I have the following dataframe:
using DataFrames
df = DataFrame(
group = ["A", "A", "A", "B", "B", "B"],
V1 = [1, missing, missing, 3, missing, missing],
V2 = [missing, missing, missing, 2, missing, missing],
V3 = [missing, missing, 4, missing, 1, missing],
Z1 = [3, missing, missing, 3, missing, missing],
Z2 = [3, 1, 5, 2, missing, 3],
Z3 = [missing, missing, 2, missing, missing, missing])
6×7 DataFrame
Row │ group V1 V2 V3 Z1 Z2 Z3
│ String Int64? Int64? Int64? Int64? Int64? Int64?
─────┼──────────────────────────────────────────────────────────────
1 │ A 1 missing missing 3 3 missing
2 │ A missing missing missing missing 1 missing
3 │ A missing missing 4 missing 5 2
4 │ B 3 2 missing 3 2 missing
5 │ B missing missing 1 missing missing missing
6 │ B missing missing missing missing 3 missing
I would like to remove the rows with all values missing, but only where the columns start with "V" in their column names.
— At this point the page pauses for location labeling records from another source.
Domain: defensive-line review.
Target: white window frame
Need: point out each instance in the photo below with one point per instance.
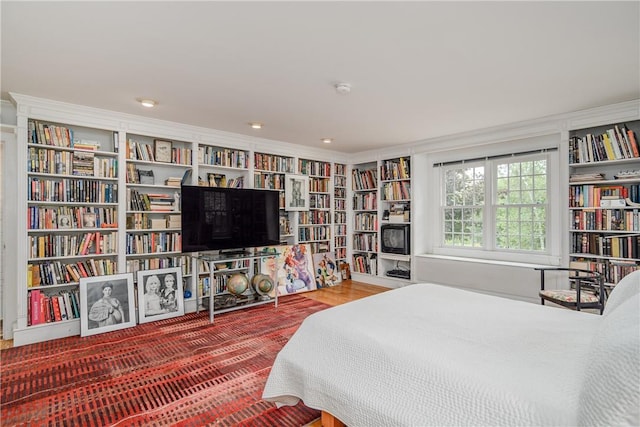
(552, 255)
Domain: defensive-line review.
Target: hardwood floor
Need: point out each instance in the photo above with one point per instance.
(346, 291)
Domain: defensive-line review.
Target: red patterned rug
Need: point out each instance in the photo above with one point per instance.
(182, 371)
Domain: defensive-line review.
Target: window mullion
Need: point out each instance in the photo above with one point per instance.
(489, 205)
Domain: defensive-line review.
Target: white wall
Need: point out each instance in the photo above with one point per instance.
(7, 143)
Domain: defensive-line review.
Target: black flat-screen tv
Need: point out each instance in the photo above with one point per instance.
(215, 218)
(395, 239)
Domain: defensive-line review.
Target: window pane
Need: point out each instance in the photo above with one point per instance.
(521, 224)
(519, 191)
(464, 194)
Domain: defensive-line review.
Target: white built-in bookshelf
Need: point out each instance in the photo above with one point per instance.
(101, 193)
(314, 225)
(364, 205)
(604, 199)
(340, 212)
(395, 207)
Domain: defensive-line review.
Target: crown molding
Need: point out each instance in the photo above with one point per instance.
(79, 115)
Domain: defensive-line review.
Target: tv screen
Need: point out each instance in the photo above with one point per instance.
(215, 218)
(395, 239)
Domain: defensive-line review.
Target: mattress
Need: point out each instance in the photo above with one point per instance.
(427, 354)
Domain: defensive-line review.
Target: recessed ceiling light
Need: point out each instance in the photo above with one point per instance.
(149, 103)
(342, 88)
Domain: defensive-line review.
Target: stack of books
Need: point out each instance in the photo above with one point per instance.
(174, 221)
(173, 181)
(160, 202)
(83, 163)
(86, 144)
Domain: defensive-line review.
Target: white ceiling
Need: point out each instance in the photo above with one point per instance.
(417, 69)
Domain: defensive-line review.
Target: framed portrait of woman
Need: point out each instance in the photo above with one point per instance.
(106, 303)
(160, 294)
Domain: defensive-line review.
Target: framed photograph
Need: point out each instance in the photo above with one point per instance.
(296, 192)
(160, 294)
(345, 271)
(326, 269)
(293, 269)
(162, 150)
(146, 177)
(64, 221)
(88, 220)
(106, 304)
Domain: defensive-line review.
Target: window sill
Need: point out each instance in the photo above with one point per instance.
(485, 261)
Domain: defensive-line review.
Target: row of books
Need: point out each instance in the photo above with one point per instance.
(606, 220)
(341, 241)
(340, 218)
(314, 168)
(395, 169)
(367, 201)
(153, 202)
(613, 272)
(365, 221)
(319, 247)
(320, 201)
(367, 242)
(609, 246)
(269, 181)
(56, 272)
(364, 179)
(216, 156)
(143, 221)
(143, 151)
(48, 134)
(397, 190)
(273, 163)
(365, 263)
(314, 233)
(71, 190)
(588, 196)
(285, 224)
(314, 217)
(143, 264)
(319, 185)
(68, 217)
(156, 242)
(69, 245)
(614, 144)
(43, 308)
(138, 176)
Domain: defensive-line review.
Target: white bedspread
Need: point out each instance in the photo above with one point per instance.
(432, 355)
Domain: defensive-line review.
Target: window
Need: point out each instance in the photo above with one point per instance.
(498, 204)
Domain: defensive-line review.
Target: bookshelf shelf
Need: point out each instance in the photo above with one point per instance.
(604, 226)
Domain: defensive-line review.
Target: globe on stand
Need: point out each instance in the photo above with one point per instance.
(262, 285)
(237, 284)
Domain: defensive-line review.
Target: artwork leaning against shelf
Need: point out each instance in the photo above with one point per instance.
(160, 294)
(106, 303)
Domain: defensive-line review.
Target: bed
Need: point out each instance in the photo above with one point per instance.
(427, 354)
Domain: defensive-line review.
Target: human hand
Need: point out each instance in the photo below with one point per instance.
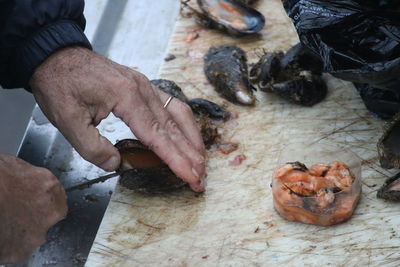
(31, 201)
(76, 89)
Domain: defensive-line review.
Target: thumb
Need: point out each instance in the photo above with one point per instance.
(90, 144)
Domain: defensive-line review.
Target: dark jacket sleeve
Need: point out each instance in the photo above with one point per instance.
(31, 30)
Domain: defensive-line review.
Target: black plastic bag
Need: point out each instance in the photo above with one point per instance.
(384, 103)
(358, 41)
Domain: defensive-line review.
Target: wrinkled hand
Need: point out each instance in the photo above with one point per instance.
(76, 89)
(31, 201)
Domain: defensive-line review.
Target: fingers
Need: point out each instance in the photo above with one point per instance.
(174, 130)
(77, 126)
(183, 116)
(156, 129)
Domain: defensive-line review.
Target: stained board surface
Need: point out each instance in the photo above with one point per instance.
(234, 223)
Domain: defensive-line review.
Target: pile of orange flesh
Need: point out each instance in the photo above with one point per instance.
(321, 195)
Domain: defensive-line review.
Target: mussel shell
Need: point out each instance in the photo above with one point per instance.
(232, 16)
(303, 91)
(151, 181)
(247, 2)
(226, 68)
(171, 88)
(143, 171)
(208, 108)
(389, 145)
(389, 189)
(266, 70)
(299, 58)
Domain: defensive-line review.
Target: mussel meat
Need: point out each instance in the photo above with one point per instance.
(226, 68)
(234, 17)
(306, 90)
(390, 189)
(143, 171)
(389, 145)
(321, 195)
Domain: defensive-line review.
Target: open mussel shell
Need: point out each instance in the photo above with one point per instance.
(266, 71)
(389, 145)
(143, 171)
(210, 109)
(226, 68)
(391, 189)
(299, 58)
(171, 88)
(305, 90)
(232, 16)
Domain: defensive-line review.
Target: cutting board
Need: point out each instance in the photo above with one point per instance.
(234, 223)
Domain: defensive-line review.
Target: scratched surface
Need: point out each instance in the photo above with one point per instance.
(234, 222)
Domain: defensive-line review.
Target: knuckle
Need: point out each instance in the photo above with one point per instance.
(172, 126)
(155, 126)
(185, 108)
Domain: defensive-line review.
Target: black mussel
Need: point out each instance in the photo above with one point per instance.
(226, 68)
(171, 88)
(306, 90)
(229, 15)
(208, 108)
(389, 145)
(209, 131)
(384, 103)
(390, 189)
(143, 171)
(299, 58)
(266, 71)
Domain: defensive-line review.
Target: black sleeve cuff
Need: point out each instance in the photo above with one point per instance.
(42, 44)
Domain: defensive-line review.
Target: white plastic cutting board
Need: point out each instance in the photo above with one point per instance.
(234, 223)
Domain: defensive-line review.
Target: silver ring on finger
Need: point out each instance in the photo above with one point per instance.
(168, 101)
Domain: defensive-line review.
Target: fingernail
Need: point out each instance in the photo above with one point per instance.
(111, 164)
(195, 173)
(203, 182)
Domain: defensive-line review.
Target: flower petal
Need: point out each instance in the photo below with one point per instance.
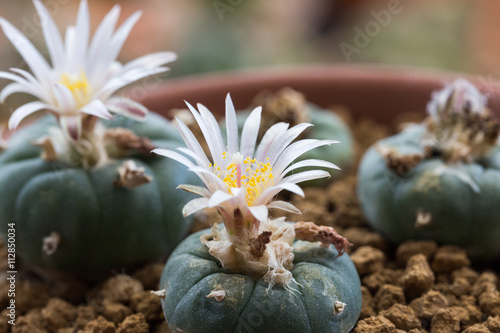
(195, 189)
(231, 126)
(283, 205)
(194, 205)
(250, 132)
(309, 163)
(24, 111)
(219, 197)
(72, 125)
(270, 137)
(306, 175)
(127, 107)
(98, 109)
(295, 150)
(65, 100)
(260, 212)
(13, 88)
(284, 140)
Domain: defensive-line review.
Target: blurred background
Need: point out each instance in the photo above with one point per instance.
(221, 35)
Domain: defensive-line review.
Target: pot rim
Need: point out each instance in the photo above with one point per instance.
(384, 90)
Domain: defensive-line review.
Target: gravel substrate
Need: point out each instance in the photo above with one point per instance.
(417, 286)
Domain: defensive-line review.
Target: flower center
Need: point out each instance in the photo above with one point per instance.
(252, 175)
(79, 86)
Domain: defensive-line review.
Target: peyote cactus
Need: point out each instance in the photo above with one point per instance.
(290, 106)
(87, 196)
(255, 273)
(439, 179)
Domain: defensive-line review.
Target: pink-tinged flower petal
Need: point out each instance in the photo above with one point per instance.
(13, 88)
(38, 89)
(52, 36)
(270, 137)
(191, 141)
(194, 205)
(72, 125)
(295, 150)
(24, 111)
(202, 191)
(219, 197)
(306, 175)
(127, 107)
(173, 155)
(29, 53)
(283, 205)
(98, 109)
(100, 42)
(260, 212)
(266, 196)
(284, 140)
(213, 126)
(214, 148)
(308, 163)
(231, 126)
(250, 132)
(150, 61)
(65, 100)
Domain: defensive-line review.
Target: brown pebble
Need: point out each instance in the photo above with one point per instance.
(384, 276)
(99, 325)
(368, 259)
(418, 277)
(84, 314)
(147, 304)
(116, 312)
(150, 275)
(410, 248)
(477, 328)
(493, 324)
(444, 320)
(427, 305)
(449, 258)
(120, 288)
(489, 301)
(366, 303)
(58, 313)
(134, 324)
(31, 322)
(402, 316)
(387, 296)
(378, 324)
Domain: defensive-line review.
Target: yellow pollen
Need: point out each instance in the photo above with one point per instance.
(79, 86)
(254, 178)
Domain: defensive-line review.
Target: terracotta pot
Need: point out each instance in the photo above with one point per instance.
(379, 92)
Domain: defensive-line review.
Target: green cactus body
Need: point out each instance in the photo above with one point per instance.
(327, 295)
(101, 226)
(452, 203)
(326, 126)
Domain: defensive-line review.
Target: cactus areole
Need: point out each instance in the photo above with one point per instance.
(440, 179)
(254, 272)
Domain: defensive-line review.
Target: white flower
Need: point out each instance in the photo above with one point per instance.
(240, 178)
(84, 74)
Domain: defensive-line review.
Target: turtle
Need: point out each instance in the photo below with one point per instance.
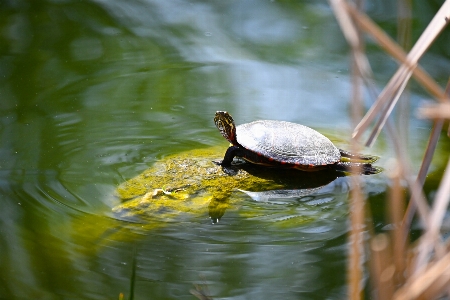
(286, 145)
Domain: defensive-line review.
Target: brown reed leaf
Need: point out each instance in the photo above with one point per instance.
(389, 96)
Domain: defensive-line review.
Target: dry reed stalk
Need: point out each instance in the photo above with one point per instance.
(434, 111)
(397, 52)
(431, 237)
(428, 156)
(389, 96)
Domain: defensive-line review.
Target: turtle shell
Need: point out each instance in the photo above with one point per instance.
(287, 143)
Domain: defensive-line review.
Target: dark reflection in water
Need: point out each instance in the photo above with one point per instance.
(94, 92)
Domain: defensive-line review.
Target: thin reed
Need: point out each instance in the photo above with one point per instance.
(398, 269)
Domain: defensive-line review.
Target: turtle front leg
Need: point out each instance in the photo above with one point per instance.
(232, 151)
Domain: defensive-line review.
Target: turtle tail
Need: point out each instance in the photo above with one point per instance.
(362, 168)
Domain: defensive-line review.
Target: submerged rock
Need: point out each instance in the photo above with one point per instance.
(190, 183)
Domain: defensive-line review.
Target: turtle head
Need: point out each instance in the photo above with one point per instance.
(225, 123)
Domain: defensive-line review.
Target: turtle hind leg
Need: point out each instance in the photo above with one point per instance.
(357, 157)
(364, 168)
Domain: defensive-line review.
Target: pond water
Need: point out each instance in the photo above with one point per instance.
(95, 92)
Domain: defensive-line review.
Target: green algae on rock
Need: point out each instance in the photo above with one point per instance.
(190, 183)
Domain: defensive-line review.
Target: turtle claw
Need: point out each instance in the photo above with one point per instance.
(229, 170)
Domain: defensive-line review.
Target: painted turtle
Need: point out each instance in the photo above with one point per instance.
(286, 144)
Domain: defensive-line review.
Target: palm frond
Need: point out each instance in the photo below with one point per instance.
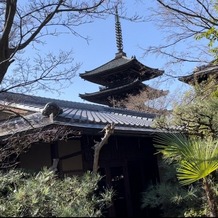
(196, 158)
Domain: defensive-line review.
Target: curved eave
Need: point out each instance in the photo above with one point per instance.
(120, 65)
(101, 97)
(113, 91)
(199, 76)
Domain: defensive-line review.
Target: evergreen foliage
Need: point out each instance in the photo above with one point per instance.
(45, 195)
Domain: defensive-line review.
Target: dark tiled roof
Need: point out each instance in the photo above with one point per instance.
(200, 74)
(117, 65)
(79, 115)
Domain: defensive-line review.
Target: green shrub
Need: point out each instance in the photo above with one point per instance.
(45, 195)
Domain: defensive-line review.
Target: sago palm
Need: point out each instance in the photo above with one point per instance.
(196, 160)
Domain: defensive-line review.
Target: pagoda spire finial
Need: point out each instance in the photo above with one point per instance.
(119, 39)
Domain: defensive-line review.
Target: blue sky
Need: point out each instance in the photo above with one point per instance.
(102, 48)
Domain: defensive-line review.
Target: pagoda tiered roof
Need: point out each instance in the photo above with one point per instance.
(119, 68)
(120, 76)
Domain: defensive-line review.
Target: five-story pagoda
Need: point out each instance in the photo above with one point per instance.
(120, 77)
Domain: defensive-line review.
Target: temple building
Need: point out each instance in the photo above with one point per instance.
(120, 77)
(201, 74)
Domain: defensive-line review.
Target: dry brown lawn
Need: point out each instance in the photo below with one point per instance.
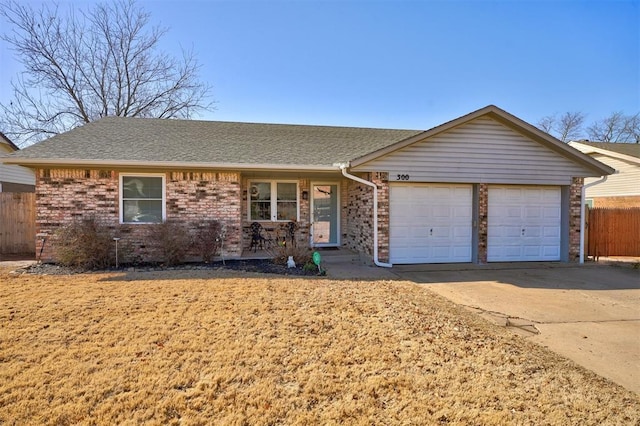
(197, 348)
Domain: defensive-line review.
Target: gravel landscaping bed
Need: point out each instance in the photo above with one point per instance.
(265, 266)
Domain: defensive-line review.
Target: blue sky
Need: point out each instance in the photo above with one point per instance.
(403, 64)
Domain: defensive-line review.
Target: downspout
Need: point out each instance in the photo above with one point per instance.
(582, 218)
(343, 167)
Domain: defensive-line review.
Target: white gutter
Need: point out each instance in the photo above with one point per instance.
(582, 218)
(343, 167)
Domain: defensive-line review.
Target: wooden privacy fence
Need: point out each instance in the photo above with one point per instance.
(17, 222)
(613, 232)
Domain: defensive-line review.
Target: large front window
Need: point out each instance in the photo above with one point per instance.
(273, 200)
(142, 198)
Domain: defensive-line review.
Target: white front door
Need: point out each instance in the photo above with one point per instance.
(524, 223)
(325, 214)
(430, 223)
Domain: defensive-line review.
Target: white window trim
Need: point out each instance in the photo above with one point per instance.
(120, 196)
(274, 199)
(339, 213)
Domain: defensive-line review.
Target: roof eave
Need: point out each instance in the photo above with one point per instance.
(53, 162)
(506, 119)
(588, 149)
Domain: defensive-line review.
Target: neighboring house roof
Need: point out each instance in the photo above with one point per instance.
(624, 157)
(168, 143)
(6, 141)
(608, 148)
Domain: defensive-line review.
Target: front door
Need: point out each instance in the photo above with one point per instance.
(325, 215)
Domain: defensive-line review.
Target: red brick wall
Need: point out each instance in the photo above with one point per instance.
(63, 196)
(575, 199)
(359, 230)
(382, 182)
(483, 221)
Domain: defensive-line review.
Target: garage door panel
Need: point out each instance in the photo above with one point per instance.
(440, 229)
(524, 224)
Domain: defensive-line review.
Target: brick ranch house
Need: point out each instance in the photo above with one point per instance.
(485, 187)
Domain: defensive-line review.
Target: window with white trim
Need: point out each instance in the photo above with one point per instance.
(273, 201)
(142, 198)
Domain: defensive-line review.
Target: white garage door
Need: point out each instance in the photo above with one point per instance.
(524, 223)
(430, 223)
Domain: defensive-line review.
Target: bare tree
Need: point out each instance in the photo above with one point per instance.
(616, 128)
(565, 127)
(84, 65)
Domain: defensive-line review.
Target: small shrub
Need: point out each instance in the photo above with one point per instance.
(310, 267)
(85, 244)
(301, 255)
(208, 239)
(172, 241)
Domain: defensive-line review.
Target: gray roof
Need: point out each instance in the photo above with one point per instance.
(162, 142)
(631, 149)
(7, 141)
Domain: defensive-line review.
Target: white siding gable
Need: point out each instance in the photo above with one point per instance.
(15, 174)
(483, 151)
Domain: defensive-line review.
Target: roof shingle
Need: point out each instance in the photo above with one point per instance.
(147, 140)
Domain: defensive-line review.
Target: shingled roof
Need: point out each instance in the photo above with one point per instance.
(190, 143)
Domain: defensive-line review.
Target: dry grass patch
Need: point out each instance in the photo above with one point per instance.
(166, 348)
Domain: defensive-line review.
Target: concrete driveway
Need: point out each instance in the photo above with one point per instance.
(589, 314)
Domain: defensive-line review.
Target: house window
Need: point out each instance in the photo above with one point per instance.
(273, 200)
(142, 198)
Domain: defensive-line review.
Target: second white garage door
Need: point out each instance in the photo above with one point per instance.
(524, 223)
(430, 223)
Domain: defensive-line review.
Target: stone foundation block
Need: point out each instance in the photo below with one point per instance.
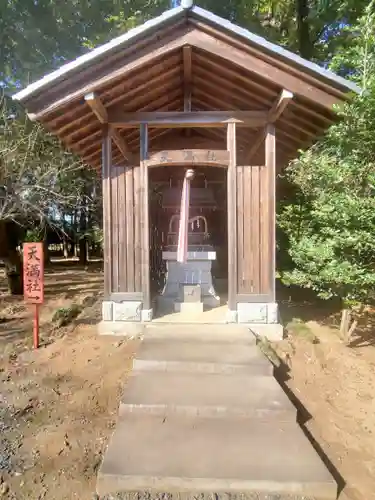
(272, 313)
(188, 307)
(127, 311)
(190, 293)
(231, 316)
(251, 312)
(107, 311)
(146, 315)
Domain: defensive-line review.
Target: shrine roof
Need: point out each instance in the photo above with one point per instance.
(145, 70)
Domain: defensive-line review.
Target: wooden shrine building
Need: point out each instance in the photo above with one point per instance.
(188, 90)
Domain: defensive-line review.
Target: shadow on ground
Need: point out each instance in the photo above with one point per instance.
(282, 375)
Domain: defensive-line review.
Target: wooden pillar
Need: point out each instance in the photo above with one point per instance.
(232, 216)
(107, 202)
(270, 153)
(145, 234)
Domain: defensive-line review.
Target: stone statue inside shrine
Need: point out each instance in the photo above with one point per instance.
(188, 286)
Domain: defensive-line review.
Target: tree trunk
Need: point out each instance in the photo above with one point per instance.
(65, 247)
(82, 239)
(303, 29)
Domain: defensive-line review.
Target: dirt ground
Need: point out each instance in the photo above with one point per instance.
(58, 405)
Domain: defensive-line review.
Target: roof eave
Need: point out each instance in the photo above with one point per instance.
(277, 51)
(80, 62)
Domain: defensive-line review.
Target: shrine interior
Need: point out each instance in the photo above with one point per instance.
(207, 223)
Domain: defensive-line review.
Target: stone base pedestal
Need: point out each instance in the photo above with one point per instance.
(127, 311)
(188, 307)
(258, 313)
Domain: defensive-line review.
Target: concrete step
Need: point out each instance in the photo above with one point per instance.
(257, 367)
(198, 332)
(206, 395)
(203, 352)
(186, 454)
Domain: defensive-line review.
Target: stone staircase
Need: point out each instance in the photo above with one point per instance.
(203, 415)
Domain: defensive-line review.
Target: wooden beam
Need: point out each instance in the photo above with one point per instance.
(187, 63)
(121, 144)
(280, 105)
(268, 72)
(187, 58)
(275, 112)
(189, 157)
(181, 119)
(107, 205)
(270, 153)
(97, 107)
(232, 216)
(161, 48)
(145, 237)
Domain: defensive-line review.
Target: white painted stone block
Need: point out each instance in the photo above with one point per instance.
(272, 313)
(146, 315)
(252, 312)
(231, 316)
(107, 310)
(127, 311)
(188, 307)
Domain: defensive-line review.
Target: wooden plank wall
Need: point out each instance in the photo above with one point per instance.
(255, 242)
(125, 231)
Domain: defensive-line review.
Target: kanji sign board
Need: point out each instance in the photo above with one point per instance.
(33, 273)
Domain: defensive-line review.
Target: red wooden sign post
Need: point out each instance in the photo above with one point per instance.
(33, 282)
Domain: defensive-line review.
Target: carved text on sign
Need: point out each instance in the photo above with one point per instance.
(189, 157)
(33, 273)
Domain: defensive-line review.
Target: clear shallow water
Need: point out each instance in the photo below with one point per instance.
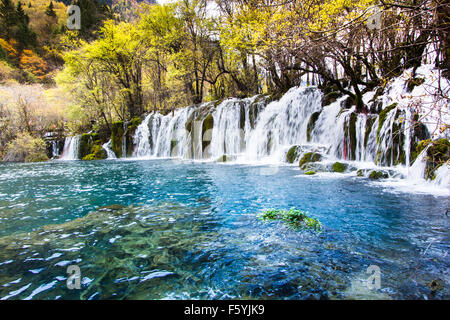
(189, 230)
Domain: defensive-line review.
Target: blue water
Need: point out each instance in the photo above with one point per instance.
(190, 230)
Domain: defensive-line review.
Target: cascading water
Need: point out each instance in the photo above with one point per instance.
(107, 146)
(71, 148)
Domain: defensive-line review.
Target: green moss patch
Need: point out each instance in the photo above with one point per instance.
(339, 167)
(309, 157)
(296, 219)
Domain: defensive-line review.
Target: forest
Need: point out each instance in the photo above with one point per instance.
(224, 150)
(134, 57)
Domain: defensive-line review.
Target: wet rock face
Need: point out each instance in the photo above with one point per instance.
(339, 167)
(309, 157)
(437, 154)
(91, 147)
(113, 246)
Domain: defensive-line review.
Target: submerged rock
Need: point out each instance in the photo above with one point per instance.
(293, 154)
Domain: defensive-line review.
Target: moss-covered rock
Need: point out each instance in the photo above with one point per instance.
(293, 154)
(226, 158)
(208, 124)
(378, 174)
(311, 124)
(350, 135)
(339, 167)
(309, 157)
(382, 117)
(117, 133)
(369, 124)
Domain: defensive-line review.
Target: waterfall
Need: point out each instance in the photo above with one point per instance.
(71, 148)
(109, 152)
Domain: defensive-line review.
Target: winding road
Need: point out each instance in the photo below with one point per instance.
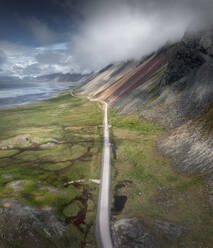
(104, 204)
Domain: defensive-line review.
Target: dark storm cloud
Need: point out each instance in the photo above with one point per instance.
(17, 16)
(47, 36)
(117, 30)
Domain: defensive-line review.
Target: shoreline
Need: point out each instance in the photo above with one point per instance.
(54, 95)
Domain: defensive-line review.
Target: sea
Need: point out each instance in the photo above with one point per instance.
(21, 93)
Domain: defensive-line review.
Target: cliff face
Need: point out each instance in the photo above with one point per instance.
(173, 87)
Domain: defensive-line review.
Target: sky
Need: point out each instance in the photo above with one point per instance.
(70, 36)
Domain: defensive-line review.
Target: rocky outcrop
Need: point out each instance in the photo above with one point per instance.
(134, 233)
(23, 226)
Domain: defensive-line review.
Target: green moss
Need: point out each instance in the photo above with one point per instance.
(71, 126)
(154, 190)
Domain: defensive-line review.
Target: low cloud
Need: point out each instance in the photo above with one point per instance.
(41, 31)
(3, 57)
(117, 30)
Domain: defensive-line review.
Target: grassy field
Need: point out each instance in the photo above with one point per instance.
(43, 148)
(149, 189)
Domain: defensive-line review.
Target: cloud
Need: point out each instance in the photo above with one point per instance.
(117, 30)
(3, 57)
(41, 31)
(24, 61)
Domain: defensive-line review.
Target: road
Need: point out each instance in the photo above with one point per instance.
(104, 204)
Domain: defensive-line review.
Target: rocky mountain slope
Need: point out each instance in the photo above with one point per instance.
(173, 87)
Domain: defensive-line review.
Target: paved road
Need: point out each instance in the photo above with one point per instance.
(103, 217)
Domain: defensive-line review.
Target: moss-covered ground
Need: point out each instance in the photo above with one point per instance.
(44, 148)
(148, 188)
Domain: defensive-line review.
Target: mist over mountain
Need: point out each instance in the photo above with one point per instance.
(114, 31)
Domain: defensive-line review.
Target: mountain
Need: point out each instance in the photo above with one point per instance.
(60, 77)
(173, 87)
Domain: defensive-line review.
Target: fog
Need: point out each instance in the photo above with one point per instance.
(113, 31)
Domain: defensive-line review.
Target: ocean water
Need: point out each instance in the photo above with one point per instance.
(20, 93)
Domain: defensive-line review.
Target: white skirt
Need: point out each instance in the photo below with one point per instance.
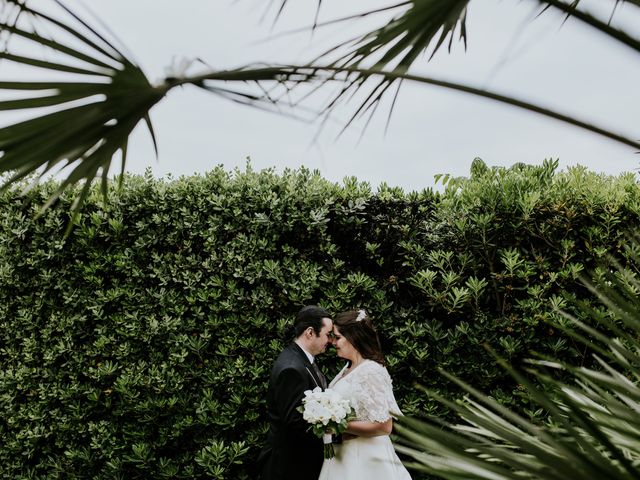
(364, 458)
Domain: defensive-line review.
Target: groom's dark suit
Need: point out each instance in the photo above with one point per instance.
(292, 452)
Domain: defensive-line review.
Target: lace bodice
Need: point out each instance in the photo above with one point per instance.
(369, 389)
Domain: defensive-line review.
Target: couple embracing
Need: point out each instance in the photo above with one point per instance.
(365, 452)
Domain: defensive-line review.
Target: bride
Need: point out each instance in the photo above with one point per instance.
(366, 452)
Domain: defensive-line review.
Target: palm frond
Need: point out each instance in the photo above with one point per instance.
(93, 113)
(593, 427)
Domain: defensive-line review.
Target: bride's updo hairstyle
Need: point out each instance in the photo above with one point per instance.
(356, 327)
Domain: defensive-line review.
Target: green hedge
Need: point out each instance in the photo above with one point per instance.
(140, 346)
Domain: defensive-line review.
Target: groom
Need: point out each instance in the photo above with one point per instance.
(292, 451)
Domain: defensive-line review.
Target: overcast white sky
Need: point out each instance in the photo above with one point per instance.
(567, 67)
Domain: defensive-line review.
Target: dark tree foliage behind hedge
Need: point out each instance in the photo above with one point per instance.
(140, 346)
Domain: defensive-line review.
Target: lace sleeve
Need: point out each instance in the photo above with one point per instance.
(374, 400)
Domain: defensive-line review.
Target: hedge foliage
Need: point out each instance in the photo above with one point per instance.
(140, 346)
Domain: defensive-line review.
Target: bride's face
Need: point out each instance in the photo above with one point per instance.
(344, 349)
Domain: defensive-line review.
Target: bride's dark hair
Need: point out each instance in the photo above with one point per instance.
(356, 327)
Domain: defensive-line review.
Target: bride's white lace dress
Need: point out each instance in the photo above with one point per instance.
(368, 387)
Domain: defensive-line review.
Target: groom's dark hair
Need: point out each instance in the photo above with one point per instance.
(309, 316)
This means that row 2 and 6 should be removed because they have all values missing across the columns that start with "V". The desired output should look like this:
4×7 DataFrame
Row │ group V1 V2 V3 Z1 Z2 Z3
│ String Int64? Int64? Int64? Int64? Int64? Int64?
─────┼──────────────────────────────────────────────────────────────
1 │ A 1 missing missing 3 3 missing
2 │ A missing missing 4 missing 5 2
3 │ B 3 2 missing 3 2 missing
4 │ B missing missing 1 missing missing missing
So I was wondering if anyone knows how to remove rows where all values are missing across columns that start with certain column name in a dataframe Julia
?
CodePudding user response:
You can use the deleteat!
function to drop the rows of the given data frame with the given indexes:
deleteat!(df, all.(ismissing, eachrow(df[!, r"V"])))
# 4×7 DataFrame
# Row │ group V1 V2 V3 Z1 Z2 Z3
# │ String Int64? Int64? Int64? Int64? Int64? Int64?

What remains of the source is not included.